本丸には流行りと言うものがある。
大概は女子高生のようにパッと話題に華が咲いて、すぐに収束するのが常なのだが。
「ねぇ〜、あるじさん。ボク、これの続きが読みたいんだけれど」
「……乱、主は今執務中だぞ」
「構わないよ、長谷部。ちょうど休憩しようと思っていた所だし」
「……でしたらお茶をお持ちいたしましょう」
「ありがとう、長谷部。よろしくね」
これでもかと深くおじぎした長谷部が部屋を後にする。
女審神者は乱が差し出した本を受け取ると、後ろの本棚を振り返った。
「さて、続きはあるかな、っと」
立ち上がって本棚を覗き込む。
ない。
女審神者は一冊のノートを引っ張り出した。
「誰かが借りていってるみたいだね。
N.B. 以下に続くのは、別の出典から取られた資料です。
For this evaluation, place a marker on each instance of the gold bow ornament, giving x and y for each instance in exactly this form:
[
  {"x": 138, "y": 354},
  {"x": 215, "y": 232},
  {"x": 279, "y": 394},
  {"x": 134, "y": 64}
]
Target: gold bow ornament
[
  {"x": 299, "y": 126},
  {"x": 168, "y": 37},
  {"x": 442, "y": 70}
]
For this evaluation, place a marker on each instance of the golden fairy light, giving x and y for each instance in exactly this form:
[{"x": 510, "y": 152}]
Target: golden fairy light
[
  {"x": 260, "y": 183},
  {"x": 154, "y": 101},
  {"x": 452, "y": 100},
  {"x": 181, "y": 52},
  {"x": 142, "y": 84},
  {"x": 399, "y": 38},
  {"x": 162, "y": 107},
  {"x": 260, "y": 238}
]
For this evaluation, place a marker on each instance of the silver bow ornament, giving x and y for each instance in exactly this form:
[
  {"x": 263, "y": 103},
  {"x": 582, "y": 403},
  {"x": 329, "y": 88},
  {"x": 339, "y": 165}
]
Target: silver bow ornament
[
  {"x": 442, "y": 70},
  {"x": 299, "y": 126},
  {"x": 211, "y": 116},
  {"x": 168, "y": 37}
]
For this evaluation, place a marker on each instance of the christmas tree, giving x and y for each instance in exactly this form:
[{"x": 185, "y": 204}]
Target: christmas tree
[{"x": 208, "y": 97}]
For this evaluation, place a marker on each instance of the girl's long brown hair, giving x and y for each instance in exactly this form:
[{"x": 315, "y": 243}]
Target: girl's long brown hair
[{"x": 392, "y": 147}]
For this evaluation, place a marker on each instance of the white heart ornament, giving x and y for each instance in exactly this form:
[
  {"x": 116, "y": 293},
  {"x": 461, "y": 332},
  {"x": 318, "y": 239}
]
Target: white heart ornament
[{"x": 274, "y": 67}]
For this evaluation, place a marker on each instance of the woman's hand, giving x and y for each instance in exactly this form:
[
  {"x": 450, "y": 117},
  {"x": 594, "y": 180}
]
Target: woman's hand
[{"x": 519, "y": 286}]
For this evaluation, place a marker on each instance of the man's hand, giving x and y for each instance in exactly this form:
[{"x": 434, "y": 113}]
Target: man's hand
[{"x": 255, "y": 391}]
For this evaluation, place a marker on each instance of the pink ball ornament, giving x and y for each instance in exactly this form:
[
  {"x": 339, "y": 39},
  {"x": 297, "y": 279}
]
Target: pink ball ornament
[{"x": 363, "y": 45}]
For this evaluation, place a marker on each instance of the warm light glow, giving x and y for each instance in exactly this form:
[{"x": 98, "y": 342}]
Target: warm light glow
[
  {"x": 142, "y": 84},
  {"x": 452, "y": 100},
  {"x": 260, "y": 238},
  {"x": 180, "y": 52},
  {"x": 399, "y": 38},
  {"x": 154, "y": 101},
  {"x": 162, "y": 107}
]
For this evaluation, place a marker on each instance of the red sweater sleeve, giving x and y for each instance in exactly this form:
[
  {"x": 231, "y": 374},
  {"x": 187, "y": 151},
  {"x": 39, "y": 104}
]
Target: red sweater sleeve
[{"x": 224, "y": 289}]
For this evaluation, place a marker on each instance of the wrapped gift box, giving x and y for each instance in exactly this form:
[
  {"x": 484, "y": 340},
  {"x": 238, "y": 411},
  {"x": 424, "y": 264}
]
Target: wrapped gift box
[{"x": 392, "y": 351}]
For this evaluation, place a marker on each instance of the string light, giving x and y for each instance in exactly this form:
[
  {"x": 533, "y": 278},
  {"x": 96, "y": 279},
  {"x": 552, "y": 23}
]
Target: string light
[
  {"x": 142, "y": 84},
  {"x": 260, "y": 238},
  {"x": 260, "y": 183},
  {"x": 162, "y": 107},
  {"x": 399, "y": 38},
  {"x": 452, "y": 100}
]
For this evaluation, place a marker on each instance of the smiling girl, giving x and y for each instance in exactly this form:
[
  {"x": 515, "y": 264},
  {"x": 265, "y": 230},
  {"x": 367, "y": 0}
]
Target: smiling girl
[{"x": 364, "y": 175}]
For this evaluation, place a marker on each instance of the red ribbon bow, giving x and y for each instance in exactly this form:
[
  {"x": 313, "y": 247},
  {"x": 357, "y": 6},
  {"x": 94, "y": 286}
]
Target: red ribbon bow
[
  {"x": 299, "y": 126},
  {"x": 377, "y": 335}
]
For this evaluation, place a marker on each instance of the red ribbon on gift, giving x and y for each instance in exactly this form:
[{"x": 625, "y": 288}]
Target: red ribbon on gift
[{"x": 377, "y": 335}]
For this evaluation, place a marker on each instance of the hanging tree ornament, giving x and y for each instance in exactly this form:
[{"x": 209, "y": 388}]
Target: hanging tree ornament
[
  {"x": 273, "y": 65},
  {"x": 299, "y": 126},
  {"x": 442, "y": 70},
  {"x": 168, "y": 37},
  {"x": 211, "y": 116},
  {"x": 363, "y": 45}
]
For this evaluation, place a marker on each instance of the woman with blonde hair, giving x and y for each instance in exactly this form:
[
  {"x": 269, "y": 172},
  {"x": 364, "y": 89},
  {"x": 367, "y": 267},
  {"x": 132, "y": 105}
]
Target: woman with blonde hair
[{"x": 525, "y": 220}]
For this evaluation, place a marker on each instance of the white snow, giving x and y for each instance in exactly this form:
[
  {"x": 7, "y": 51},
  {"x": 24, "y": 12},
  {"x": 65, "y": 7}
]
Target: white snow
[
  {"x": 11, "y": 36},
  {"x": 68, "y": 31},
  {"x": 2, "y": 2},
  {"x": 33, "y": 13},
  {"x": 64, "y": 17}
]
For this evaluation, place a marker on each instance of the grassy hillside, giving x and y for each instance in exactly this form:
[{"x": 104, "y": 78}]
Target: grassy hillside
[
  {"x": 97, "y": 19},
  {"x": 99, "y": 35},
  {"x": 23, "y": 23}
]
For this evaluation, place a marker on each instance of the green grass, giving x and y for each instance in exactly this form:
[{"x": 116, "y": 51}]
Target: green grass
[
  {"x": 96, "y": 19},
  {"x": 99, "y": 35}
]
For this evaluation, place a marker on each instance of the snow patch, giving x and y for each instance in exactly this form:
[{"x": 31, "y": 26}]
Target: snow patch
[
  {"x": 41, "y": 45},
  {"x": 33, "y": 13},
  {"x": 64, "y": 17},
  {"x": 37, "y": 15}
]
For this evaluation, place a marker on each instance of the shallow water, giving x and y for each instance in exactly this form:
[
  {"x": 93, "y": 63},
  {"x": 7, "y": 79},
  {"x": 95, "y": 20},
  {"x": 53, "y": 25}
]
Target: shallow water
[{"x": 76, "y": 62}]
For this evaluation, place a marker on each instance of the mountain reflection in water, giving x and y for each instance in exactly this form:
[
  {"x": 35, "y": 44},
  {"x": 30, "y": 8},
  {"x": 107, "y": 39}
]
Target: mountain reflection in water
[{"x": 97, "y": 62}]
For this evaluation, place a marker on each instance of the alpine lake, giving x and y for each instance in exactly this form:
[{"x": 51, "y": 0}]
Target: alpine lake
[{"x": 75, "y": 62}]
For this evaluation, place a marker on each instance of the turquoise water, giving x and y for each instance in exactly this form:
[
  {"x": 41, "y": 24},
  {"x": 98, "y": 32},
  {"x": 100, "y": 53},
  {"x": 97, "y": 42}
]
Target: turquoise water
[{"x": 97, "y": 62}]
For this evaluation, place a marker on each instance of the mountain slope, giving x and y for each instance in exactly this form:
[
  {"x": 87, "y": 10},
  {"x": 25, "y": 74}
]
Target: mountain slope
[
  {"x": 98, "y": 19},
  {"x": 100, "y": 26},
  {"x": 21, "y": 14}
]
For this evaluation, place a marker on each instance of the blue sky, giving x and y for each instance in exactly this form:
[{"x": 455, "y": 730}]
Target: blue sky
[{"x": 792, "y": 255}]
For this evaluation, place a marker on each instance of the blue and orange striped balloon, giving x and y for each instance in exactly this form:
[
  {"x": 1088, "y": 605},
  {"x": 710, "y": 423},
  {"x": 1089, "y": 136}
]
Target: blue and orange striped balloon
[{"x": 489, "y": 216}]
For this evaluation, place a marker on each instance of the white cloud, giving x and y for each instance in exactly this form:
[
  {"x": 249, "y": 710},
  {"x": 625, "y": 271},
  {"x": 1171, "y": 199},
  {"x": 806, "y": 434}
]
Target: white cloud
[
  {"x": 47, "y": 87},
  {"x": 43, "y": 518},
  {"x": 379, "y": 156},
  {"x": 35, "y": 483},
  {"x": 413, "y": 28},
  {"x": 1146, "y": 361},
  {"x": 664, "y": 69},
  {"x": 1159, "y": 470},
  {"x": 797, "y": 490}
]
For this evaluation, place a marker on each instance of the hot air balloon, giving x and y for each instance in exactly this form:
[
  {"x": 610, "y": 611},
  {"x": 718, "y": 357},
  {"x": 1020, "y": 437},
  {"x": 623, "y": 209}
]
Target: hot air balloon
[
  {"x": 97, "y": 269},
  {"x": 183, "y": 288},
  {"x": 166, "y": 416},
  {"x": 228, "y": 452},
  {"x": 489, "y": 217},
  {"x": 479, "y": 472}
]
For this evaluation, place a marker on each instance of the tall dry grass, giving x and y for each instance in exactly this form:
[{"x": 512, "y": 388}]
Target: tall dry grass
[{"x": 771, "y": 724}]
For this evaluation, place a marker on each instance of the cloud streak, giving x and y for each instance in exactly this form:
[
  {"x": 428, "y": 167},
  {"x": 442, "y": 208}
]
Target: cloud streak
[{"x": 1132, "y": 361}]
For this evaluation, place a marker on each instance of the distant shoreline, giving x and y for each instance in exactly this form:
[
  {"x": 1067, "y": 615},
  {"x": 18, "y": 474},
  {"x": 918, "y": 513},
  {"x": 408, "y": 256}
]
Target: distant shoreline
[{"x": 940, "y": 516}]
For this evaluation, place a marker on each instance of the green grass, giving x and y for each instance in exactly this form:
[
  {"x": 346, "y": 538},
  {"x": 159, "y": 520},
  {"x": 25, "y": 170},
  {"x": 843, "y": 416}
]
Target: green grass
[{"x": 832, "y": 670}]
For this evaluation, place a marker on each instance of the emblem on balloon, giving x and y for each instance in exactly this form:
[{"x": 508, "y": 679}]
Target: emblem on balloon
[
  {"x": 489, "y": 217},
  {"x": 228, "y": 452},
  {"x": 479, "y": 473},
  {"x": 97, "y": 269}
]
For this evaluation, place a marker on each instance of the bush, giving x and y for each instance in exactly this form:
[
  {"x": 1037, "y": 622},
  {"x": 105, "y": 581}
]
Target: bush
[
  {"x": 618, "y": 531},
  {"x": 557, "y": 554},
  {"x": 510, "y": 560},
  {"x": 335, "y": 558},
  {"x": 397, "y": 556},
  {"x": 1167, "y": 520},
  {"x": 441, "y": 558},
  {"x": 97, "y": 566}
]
ちょっと待って、見てみよう」
ぺらぺらとページをめくる手を止めて、
「光忠だなあ」
と言うと、乱は残念そうに肩を落とした。
「そっかぁ」
「でも昨日持ち出しているみたいだから、光忠に訊いてごらん。もしかしたらもう読み終わっているかもしれないよ」
「そっかぁ!」
「でも借りる時は」
「貸出簿に名前を書くのを忘れずに…でしょ?」
「そうそう」
女審神者が主として構えるこの本丸には現在何十人もの刀剣男子が住んでいるのだが、
風邪のように流行りが過ぎていく中で、何故だか漫画ブームだけは廃れる事なく長きにわたり続いている。
しかも女漫画の方がウケが良い。
乱が今読み進めているのも、若い頃に買ったキラキラの少女漫画だ。
「面白いよね〜、それ」
乱の言葉に、女審神者は頷く。
「うん、面白いね。歳を取ると、どうにもキラキラしているだけの漫画って倦厭してしまいがちなんだけれど、
昔読んで好きだったやつとかは、未だに読んでも面白いと思っちゃうから不思議だね」
「あるじさんははどの子が好き?」
「わたしはそうだなぁー…」
二人で漫画を真ん中において、覗き込みながらページをめくる。
乱はすぐさま、花トーンの中でアップに描かれた男の子を指差した。
「ボクはね、この人!」
「そうなの?」
「うん、いち兄に似てると思わない?」
「一期一振に?」
未だ顕現されない一期一振は、粟田口の子たちにとっての待望だ。
最近では焦れてしょうがない様子なので彼ら自身に鍛刀を頼むようにしているのだが、それでもなかなか来ない。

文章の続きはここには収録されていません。